Where does the line between being inspired by something and copying go?

I remember when I first started doing graphic design. I said something like “I am not going to copy or use anything made by people from the internet. I’ll make all the graphic elements my self..” There is probably no need to say that this didn’t get me really far.

It is so easy for us today to go online and get inspired, find resources and learn from tutorials. And with everything available by just a quick google search, it is also so easy for us to just copy what we see and make it “our own”. I mean, who is going to find out if I use a design for something?

Or what about filmmaking? There are lots of movies out there that build on the same concepts, and even comes close to the same story.
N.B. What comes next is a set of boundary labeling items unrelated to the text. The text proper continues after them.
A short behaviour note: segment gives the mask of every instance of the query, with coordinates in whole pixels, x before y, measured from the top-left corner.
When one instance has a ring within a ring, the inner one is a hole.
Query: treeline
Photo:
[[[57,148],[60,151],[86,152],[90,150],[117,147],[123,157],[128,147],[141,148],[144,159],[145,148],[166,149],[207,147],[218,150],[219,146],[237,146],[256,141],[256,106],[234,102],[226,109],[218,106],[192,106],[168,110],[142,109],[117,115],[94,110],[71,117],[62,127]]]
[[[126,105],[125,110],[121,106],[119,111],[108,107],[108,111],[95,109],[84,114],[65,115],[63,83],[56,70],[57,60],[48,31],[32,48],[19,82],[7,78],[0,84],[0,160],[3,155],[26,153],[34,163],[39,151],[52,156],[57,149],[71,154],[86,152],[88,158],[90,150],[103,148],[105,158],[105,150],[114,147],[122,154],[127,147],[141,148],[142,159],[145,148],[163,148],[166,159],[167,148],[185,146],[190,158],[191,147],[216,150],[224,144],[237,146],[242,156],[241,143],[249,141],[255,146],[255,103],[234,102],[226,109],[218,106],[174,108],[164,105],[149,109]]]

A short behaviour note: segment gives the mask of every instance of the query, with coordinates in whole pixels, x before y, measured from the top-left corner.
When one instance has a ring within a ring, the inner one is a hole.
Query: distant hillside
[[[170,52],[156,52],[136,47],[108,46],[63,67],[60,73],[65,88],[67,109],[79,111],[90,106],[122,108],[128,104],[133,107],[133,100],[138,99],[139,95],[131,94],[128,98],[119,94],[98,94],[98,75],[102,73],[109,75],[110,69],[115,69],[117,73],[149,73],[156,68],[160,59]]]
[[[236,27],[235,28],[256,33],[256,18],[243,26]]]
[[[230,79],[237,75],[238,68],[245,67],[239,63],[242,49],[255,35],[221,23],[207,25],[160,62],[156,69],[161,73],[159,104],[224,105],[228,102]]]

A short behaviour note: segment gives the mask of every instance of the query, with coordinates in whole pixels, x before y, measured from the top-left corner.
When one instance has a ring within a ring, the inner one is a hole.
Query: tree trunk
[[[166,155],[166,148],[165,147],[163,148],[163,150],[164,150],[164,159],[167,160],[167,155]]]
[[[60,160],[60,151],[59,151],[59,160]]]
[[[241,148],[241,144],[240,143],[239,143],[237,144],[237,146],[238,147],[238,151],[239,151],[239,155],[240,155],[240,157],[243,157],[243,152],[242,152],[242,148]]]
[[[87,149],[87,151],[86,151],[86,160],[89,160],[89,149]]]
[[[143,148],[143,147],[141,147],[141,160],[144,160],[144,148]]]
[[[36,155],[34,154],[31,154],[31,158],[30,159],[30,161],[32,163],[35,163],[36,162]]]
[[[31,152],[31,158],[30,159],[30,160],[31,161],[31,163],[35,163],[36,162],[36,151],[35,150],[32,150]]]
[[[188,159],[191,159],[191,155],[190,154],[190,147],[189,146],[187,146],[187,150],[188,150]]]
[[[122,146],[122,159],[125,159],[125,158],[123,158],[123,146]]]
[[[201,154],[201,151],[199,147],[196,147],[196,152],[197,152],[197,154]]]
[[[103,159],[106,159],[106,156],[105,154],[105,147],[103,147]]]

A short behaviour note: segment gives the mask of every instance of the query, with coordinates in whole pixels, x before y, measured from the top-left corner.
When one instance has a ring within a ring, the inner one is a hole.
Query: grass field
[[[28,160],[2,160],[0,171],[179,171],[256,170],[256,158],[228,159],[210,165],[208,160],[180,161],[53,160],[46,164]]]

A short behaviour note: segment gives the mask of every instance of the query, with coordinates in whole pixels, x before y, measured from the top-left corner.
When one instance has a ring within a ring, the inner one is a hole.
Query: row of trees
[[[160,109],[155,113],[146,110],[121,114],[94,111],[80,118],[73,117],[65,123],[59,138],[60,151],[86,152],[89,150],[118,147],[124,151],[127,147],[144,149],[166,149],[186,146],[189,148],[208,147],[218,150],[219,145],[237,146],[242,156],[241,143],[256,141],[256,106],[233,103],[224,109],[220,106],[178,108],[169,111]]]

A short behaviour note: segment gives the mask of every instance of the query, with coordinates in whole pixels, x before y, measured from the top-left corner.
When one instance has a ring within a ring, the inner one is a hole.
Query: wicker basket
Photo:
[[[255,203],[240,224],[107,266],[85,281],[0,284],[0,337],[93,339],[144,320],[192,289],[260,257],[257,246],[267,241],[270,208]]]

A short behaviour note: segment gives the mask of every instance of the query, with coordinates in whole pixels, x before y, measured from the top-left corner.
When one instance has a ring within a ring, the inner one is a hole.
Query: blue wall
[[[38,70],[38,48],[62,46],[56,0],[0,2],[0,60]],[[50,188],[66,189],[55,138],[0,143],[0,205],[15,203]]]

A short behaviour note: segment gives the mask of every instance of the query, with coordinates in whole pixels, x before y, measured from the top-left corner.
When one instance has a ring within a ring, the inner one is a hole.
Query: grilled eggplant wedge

Are they just inspired by the same thing, or did something think they could “copy” something, tweak it a little bit and make it work? In my “Storytelling” class at my college we learned about the concept of “Reinvention”. It is basically taking a story and putting it in another setting. Our assignment in that subject was to write a short film, based on a bible story. This was a great exercise, and I loved writing the script. But it raises the question if I was just copying and tweaking, or actually being inspired to tell a story in a different way.

I guess this could be an endless discussion. I just thought I’d ask the question.

What do you think? What separates copying and being inspired, and where do you draw the line? Would be great to get some comments on this.

– Morten

Go! Go! Go!

A couple of weeks ago, my “Location Camera” class teacher walked in and gave us the task for the day: Make a 2 minute skit that is awkward and takes place in a car. Deadline: 3 hours. Let’s go!

Now, this has happened before. We got a small list of guidelines for the skit and off we went. Last time, I was prepared. I already had a script that I wanted to film, so it was easy. This time though, I was not prepared at all. And, as mentioned in my last post, my brain went “Nothing Found”. Luckily, my friends and I got an idea after 45 minutes of brainstorming, and we pulled it through. (I’ll see if I can get a link to it sometime soon.)

In spite of the stressfulness of these turnarounds, I actually really enjoy them. The reason is that we get challenged to just make something. ANYTHING! Just get the task done. Most of the time, what we produce isn’t going to be the next big YouTube hit or make it to a short film festival. It does however, challenge us to take what we already have learned, our skills and ideas, pull it together and produce something that we all can enjoy and have a laugh at.

The second reason that I like these kind of projects is that they require that I work with my class mates as a team. I quickly realise that I can not create the idea, film, act and edit all by myself. In the end, if I ever am going to create a feature film or do any massive projects, I need more people around me that can help out. It’s not about me at all, it’s about telling the story together.

– Morten

“Nothing Found”

That’s what welcomed me when I first opened this blog. The reason? I hadn’t posted anything yet. (Obvious, I know..)

This happens to me a lot, especially when I am trying to find ideas for a new story or just being creative in general. My brain tells me: “Nothing Found”. So I sit there. Trying to dig through all distractions and working with every single hint of an idea that I can possibly think of. But again, I usually end up on “Nothing Found”.

What I realised was that the more I try to look for an idea, the harder it is. Usually, the best ideas that I’ve had has come when I really don’t think about it. Don’t get me wrong. I’m not saying that I’m just going to walk around and do nothing, then one day something big is just going to hit, and that’s when I’m going to start writing. I believe I need to write and work on my creativity every day (That’s partially why I started this blog). My point is that when inspiration hits, I write it down. It can be as short as a small note on my phone, or I sit down and write the first pages of a script. That way, I’m not stressing out when it seems like my brain is going “Nothing Found”, but rather just relax and take a hold of inspiration when it strikes.